RLC circuit inductor/capacitor combined voltage?

[ike2010]

RLC circuit inductor/capacitor combined voltage??

I have an RLC circuit. I understand that the combined sum of the voltage magnitudes across the three components will be greater than the signal generator. I don't understand, however, why the combined voltage across the inductor and the capacitor will always be greater than zero? Isn't the voltage sign of these two components opposite? And if so, as one is increasing and the other is decreasing, wouldn't there be a moment when the sum equaled zero? Thanks for any input on this. It's driving me crazy.

p.s. for clarity, I'm wondering why the sum of the voltage across the inductor and capacitor is always greater than zero?

 

[chroot]

I think you're going to have to give us a little more information before we're going to be able to make sense of your question. What kind of RLC circuit is this? Series? Parallel? What kind of signal is driving it? How is the signal source connected to the circuit?

- Warren

 

[ike2010]

more info...

My bad. It's an RLC circuit in series. The signal generator is 6V. The circuit is set up like this sg ---> capacitor ---> resistor ---> inductor ---> sg

The only thing I can come up with is that maybe the sum will always be greater than zero because this isn't a perfect circuit and there is resistance in the wire and the inductor?

 

[chroot]

Originally posted by ike2010
The signal generator is 6V.

You mean it's just a constant 6V? DC?

- Warren

 

[ike2010]

6V AC

6V AC

 

[gnome]

originally posted by ike2010
I understand that the combined sum of the voltage magnitudes across the three components will be greater than the signal generator.

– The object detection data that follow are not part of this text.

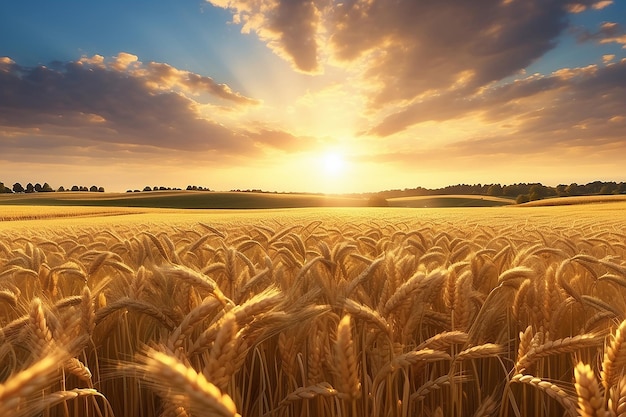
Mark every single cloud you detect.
[0,54,300,158]
[573,22,626,49]
[207,0,612,104]
[370,59,626,164]
[207,0,326,73]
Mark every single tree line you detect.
[126,185,211,193]
[0,182,104,194]
[370,181,626,203]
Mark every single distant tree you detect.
[555,184,567,197]
[600,183,617,195]
[530,184,549,201]
[487,184,502,197]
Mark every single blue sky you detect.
[0,0,626,192]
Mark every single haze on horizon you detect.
[0,0,626,193]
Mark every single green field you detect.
[0,191,514,209]
[0,191,366,209]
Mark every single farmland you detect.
[0,202,626,417]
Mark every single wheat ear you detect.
[334,315,361,400]
[601,320,626,390]
[574,362,606,417]
[137,349,240,417]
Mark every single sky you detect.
[0,0,626,193]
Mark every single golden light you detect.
[322,153,346,176]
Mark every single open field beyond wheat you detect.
[0,202,626,417]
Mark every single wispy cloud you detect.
[0,53,306,164]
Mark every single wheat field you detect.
[0,203,626,417]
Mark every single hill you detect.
[0,191,367,209]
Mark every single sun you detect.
[322,153,346,176]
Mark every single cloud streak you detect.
[0,53,310,159]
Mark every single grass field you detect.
[0,191,367,209]
[0,202,626,417]
[0,191,514,209]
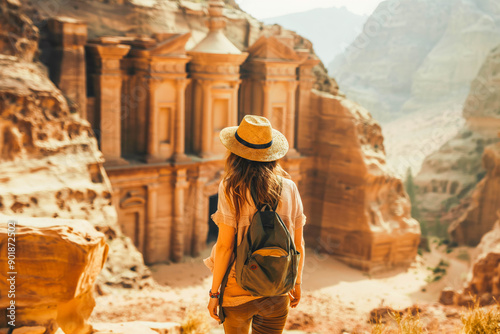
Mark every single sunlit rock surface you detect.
[0,215,108,334]
[415,47,500,232]
[449,143,500,246]
[300,92,420,270]
[0,0,149,286]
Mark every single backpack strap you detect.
[250,176,283,211]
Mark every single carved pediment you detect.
[248,35,304,62]
[134,32,191,57]
[120,190,146,209]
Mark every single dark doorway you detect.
[207,194,219,244]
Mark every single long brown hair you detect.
[223,152,290,221]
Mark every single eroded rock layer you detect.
[0,0,149,285]
[415,47,500,234]
[449,143,500,246]
[0,215,108,334]
[298,92,420,270]
[458,210,500,304]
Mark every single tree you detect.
[405,167,428,235]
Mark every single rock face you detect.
[21,0,338,94]
[0,216,108,334]
[0,0,149,284]
[15,1,420,272]
[329,0,500,175]
[415,47,500,232]
[298,92,420,270]
[329,0,500,122]
[462,210,500,303]
[449,143,500,246]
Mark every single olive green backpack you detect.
[219,180,300,322]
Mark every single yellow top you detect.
[203,179,306,307]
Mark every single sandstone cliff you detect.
[449,143,500,246]
[415,47,500,235]
[329,0,500,175]
[458,211,500,304]
[302,91,420,270]
[0,0,149,286]
[0,215,108,334]
[20,0,338,94]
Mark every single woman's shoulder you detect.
[282,177,297,189]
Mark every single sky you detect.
[236,0,383,20]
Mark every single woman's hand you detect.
[208,298,220,323]
[288,284,302,308]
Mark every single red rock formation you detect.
[415,43,500,232]
[299,92,420,270]
[14,1,420,272]
[0,0,149,286]
[0,216,108,334]
[458,210,500,304]
[449,143,500,246]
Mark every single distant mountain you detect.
[328,0,500,123]
[262,7,367,64]
[328,0,500,174]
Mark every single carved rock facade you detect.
[15,0,420,270]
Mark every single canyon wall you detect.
[0,215,108,334]
[0,0,150,286]
[12,1,420,272]
[299,91,420,271]
[328,0,500,176]
[449,143,500,246]
[456,210,500,304]
[415,47,500,232]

Someone please correct me if I'm mistaken, but I think that statement is wrong. The sum of the maxima of the three voltages will be greater than the signal generator, but I believe that at any given moment, the sum of the time-values of voltage across the resistor, capacitor and inductor must be equal to that of the signal generator.

originally posted by ike2010
I don't understand, however, why the combined voltage across the inductor and the capacitor will always be greater than zero

This too, I think is wrong. The voltage across the inductor leads the generator by 90^o and the voltage across the capacitor lags by 90^o, so they are exactly 180^o out of phase with each other and therefore when the voltage across one is zero, the voltage across the other will always be zero. (At that moment, however, the voltage across the resistor will be equal to that of the generator, which will not be zero.)

 

[MaxMoon]

g

The inductor does have some resistance value. Ideally, there is no resistance associated with the inductor, but in reality there is. You can find this value by getting out an ohm-meter.

 

[bluewish]

why does the sum of the voltage drops in RLC series circuit not equal to the source voltage?

 

[SammyS]

I have an RLC circuit. I understand that the combined sum of the voltage magnitudes across the three components will be greater than the signal generator. I don't understand, however, why the combined voltage across the inductor and the capacitor will always be greater than zero? Isn't the voltage sign of these two components opposite? And if so, as one is increasing and the other is decreasing, wouldn't there be a moment when the sum equaled zero? Thanks for any input on this. It's driving me crazy.

p.s. for clarity, I'm wondering why the sum of the voltage across the inductor and capacitor is always greater than zero?

My bad. It's an RLC circuit in series. The signal generator is 6V. The circuit is set up like this sg ---> capacitor ---> resistor ---> inductor ---> sg

The only thing I can come up with is that maybe the sum will always be greater than zero because this isn't a perfect circuit and there is resistance in the wire and the inductor?

6V AC

I believe the question is referring to the RMS voltage - that is the voltage that is read by an AC voltmeter.

This is a series circuit, so the instantaneous current is the same throughout the circuit. The instantaneous voltage across an inductor (an ideal inductor) leads the current by 90°. The instantaneous voltage across a capacitor lags behind the current by 90°. The instantaneous voltage across these two, is always 180° out of phase with each other.

If the inductor and the capacitor have the same impedance, the sum of the instantaneous voltage across them is indeed zero. However, for that same case, the sum of the RMS voltages across each will not be zero.

The quick answer to the question, "Why (is) the sum of the voltage across the inductor and capacitor is always greater than zero?" is:

The sum of the RMS voltages across the individual elements of an RLC series AC circuit is greater than zero, because the instantaneous voltages are out of phase with each other.